Superior ophthalmic vein cutdown and craniotomy for sylvian vein access in the treatment of a bilateral spontaneous indirect carotid-cavernous fistula
- PMID: 41113724
- PMCID: PMC12530624
- DOI: 10.3171/2025.7.FOCVID25103
Superior ophthalmic vein cutdown and craniotomy for sylvian vein access in the treatment of a bilateral spontaneous indirect carotid-cavernous fistula
Abstract
The authors discuss the first reported case of bilateral spontaneous indirect carotid-cavernous fistula (CCF) treated by a hybrid open-endovascular approach bilaterally. A 74-year-old man presented to the emergency department following 1 month of progressive right-eye proptosis with increased intraocular pressure. Cerebral angiography confirmed bilateral indirect type D CCF. Attempts to access the cavernous sinus through the petrosal sinuses were unsuccessful. The right-sided CCF was successfully treated via surgical exposure of the superior ophthalmic vein for endovascular deployment of coils and liquid embolic agent. The left-sided CCF was similarly treated after gaining cavernous sinus access via craniotomy to catheterize the left sylvian vein. The video can be found here: https://stream.cadmore.media/r10.3171/2025.7.FOCVID25103.
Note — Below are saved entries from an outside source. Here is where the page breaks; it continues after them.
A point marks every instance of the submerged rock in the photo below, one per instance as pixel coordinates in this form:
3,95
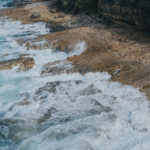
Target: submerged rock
22,63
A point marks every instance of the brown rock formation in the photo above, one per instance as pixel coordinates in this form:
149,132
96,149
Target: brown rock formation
135,12
23,63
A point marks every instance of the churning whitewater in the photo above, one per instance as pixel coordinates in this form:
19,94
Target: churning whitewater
65,111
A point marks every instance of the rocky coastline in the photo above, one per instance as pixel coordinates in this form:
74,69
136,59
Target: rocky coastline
121,51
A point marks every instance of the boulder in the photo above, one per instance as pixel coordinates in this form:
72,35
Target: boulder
22,63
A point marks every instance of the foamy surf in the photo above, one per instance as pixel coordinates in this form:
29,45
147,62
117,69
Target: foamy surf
65,111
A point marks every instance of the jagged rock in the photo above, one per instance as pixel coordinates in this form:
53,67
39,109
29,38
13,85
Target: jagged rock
23,63
35,15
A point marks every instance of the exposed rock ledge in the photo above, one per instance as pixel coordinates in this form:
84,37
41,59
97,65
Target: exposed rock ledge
124,53
22,63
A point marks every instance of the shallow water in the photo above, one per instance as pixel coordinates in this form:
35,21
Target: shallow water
67,111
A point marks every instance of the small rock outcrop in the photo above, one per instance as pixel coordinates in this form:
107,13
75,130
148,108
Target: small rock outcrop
35,15
22,63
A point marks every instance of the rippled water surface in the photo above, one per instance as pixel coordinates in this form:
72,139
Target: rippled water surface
66,111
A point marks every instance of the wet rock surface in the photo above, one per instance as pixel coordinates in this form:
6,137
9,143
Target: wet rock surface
22,63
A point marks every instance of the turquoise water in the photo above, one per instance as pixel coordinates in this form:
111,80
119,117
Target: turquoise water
66,111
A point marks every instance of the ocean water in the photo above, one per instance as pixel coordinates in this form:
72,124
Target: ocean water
66,111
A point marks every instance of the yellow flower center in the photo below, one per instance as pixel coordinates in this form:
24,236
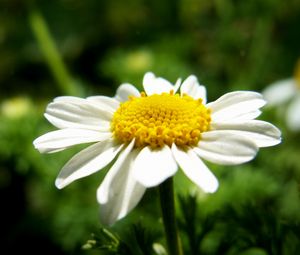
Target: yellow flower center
159,120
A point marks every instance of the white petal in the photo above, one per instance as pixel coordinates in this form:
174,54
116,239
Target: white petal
262,133
192,87
156,85
83,115
103,105
152,167
64,138
195,169
293,114
103,101
87,162
125,90
226,149
280,92
119,193
236,105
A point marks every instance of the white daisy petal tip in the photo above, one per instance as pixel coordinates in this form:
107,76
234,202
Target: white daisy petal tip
156,85
60,184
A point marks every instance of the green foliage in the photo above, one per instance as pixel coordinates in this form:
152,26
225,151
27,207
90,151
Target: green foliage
230,45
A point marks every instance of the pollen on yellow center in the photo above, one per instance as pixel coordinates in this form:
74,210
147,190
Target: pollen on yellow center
159,120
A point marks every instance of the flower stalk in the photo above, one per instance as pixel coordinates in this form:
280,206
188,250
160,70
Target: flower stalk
166,192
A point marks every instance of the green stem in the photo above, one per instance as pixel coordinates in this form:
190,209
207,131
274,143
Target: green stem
53,59
167,204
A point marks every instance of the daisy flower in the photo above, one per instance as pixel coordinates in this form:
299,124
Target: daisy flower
287,91
151,134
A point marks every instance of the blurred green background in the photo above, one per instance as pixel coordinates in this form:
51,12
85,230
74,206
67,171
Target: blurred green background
59,47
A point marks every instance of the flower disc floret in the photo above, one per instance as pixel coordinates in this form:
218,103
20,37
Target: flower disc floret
159,120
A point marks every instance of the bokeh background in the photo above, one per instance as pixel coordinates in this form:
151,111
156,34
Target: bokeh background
73,47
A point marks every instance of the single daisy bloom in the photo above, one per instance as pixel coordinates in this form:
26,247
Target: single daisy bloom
283,92
151,134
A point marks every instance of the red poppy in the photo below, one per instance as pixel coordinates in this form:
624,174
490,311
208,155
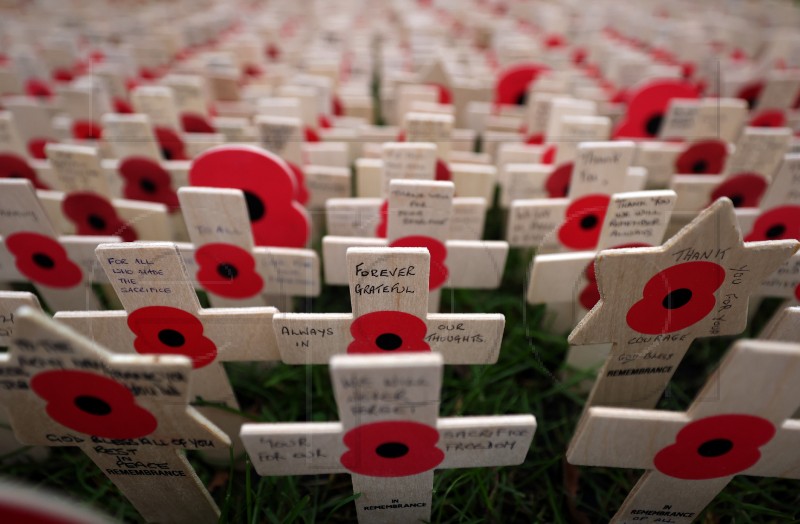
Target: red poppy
163,330
714,447
557,184
276,217
744,190
583,222
43,260
676,298
92,404
337,106
93,214
647,106
36,147
590,294
704,157
146,180
383,214
37,88
13,166
392,448
228,271
194,123
750,93
301,191
438,251
512,84
384,331
443,171
780,223
768,118
172,146
86,130
122,106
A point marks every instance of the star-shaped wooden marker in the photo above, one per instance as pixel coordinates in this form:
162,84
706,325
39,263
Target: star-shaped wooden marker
740,423
128,413
656,301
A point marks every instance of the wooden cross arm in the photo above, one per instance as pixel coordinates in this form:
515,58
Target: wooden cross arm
294,448
471,442
624,438
304,338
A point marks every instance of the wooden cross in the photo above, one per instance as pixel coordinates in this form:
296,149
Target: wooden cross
389,437
419,215
163,316
31,251
390,298
565,281
739,423
656,301
270,190
759,152
129,414
245,275
362,217
86,201
601,168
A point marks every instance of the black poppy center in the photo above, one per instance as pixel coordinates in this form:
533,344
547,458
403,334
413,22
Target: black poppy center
715,447
699,166
737,200
653,124
678,298
588,222
92,405
96,222
392,450
171,338
388,341
147,185
255,206
227,271
43,261
776,231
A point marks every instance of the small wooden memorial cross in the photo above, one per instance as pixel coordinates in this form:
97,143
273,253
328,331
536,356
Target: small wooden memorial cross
574,222
566,281
128,413
163,316
59,266
389,437
229,266
656,301
389,296
365,217
740,423
87,204
419,215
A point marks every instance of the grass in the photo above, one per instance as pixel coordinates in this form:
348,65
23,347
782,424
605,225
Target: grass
528,378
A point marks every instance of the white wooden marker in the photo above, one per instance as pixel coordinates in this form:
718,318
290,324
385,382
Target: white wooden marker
419,215
128,413
242,274
59,266
389,437
656,301
573,223
389,297
565,281
87,204
739,423
163,316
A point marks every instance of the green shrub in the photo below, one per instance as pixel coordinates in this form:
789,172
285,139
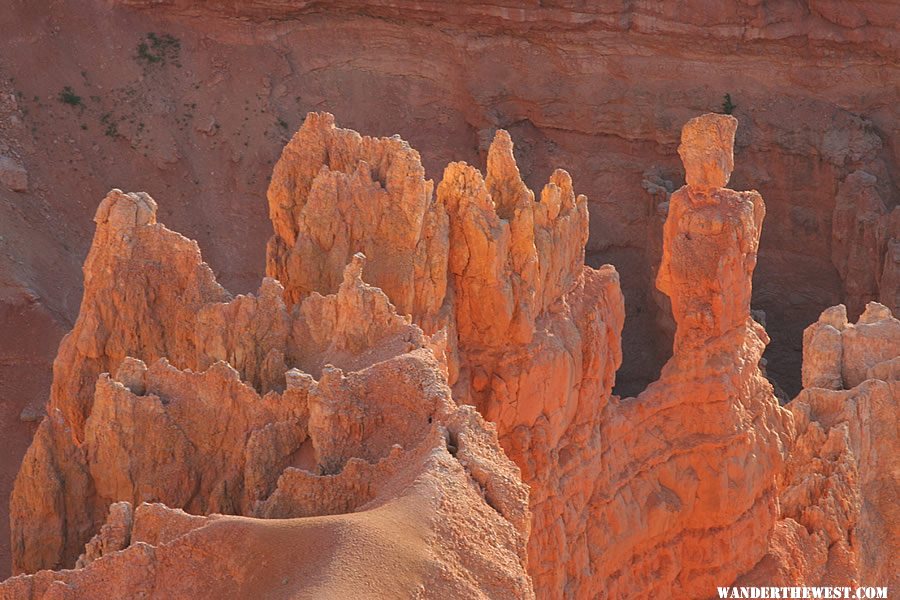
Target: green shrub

Keywords: carotid-cavernous sinus fistula; cerebral arteries; embolization.
© 2025, The Authors.
Conflict of interest statement
Disclosures Dr. Huang reported stock ownership in Longeviti during the conduct of the study. Dr. Gonzalez reported being a consultant for Medtronic outside the submitted work. Dr. Huang reported stock ownership in Longeviti during the conduct of the study. Dr. Gonzalez reported being a consultant for Medtronic outside the submitted work.